There is nothing more anxiety-inducing than finding the house of your dreams, only to find out that so many people are after it, too. House-hunting can be a stressful activity—one that can take months if not years, and if you experience losing out on a home that you already got attached to and were sure was the one for you, it can take a toll on our emotions and well-being.
Thankfully, there are plenty of ways you can secure the house that you want. If you have your eye on a home that many people are also looking to buy, here are some tips to help you win the bidding war on it.
Get a pre-approval letter
If you have already been pre-approved for the best possible mortgage rates, make sure you have to ask for a letter from your lenders, one that details the following: The precise amount of your mortgage, your credit score, and bank statements as well as other official documents.
The letter should also note that you are serious about buying the property and won’t have trouble settling the mortgage once the home is given to you.
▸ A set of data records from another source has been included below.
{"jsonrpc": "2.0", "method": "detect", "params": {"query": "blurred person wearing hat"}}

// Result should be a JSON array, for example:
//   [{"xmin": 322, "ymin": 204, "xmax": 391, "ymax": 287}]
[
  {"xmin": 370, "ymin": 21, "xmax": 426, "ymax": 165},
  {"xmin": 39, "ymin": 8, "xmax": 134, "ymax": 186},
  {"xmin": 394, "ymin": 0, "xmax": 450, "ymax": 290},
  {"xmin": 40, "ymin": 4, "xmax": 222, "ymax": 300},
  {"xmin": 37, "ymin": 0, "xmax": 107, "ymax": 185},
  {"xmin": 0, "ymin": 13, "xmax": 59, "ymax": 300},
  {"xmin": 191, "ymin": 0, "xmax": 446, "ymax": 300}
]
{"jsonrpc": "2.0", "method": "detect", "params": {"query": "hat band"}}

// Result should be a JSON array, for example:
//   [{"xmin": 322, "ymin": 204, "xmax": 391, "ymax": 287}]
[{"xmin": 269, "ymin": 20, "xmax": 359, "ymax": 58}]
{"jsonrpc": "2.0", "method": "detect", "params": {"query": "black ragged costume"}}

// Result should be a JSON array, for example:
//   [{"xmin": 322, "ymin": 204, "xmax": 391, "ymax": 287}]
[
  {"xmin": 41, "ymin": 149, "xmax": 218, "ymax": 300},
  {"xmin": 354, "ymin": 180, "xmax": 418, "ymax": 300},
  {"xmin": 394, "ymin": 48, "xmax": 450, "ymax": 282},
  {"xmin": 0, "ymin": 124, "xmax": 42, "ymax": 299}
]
A pre-approval letter is a key to winning a bidding war on a house because a seller could skip you in favor of others who have it.
While you should never throw caution to the wind and go over your budget when making an offer, the general rule of thumb is that sellers often prioritize those who have the highest offer—that’s the whole point of a bidding war. Here are some questions you need to settle when deciding on how much you will offer:
- What’s the highest budget you can allocate for the home?
- Who is your competition, and how much money are they willing to lay down? Consult with your agent to get an idea of the key insights. Your agent will also be able to provide you with the local market data to help you identify the best way to balance staying within your budget and securing the home.
Incorporate an escalation clause
An escalation clause is simply a provision that states that you will only put it in a higher officer if there is competition. It’s one of the best ways to protect yourself from overpaying if you’re not sure if other people are making an offer on the house. This strategy can help you outbid potential competitors without offering too much money upfront in case there are no other buyers after the property. Ask for help from your agent to help you write this up.
Make a personal appeal
Appealing to the seller’s emotion may seem like a dirty tactic, but you’d be surprised by how many homeowners are personally attached to their properties. If it was their childhood home or where their kids grew up, you can be sure that the property holds some sentimental value for them. They would want its next owners to love it just as much as they did. Here are some ideas about how you can make a personal appeal to the seller:
- Write a letter containing some information about yourself—what you do for a living, what your family looks like. This will help the seller humanize you and not just see you as a potential number.
- List down the reasons why you fell in love with the home. Is it the architecture? Is it some features like the fireplace or the staircase? Let the seller know what you think about their design choices and why you think they did a great job. Tell them how you envision you and your family growing in the new property.
- If your offer is on the lower side, explain why this is the case. A letter might be your best opportunity to tell them that you’re not intentionally lowballing them. You have valid reasons for not being able to make a higher offer. The seller might be able to empathize with your current circumstances, whether it’s because of medical bills or the costs of raising a child.
Know when to tap out and walk away
And lastly, it’s important to know when it’s time to tap out. If the price is starting to exceed any form of rationality and you know that it’s going way over your budget, you need to listen to the logical side of your brain and back out of the negotiations and know that you will find another house you will love just as much, if not more. Good luck!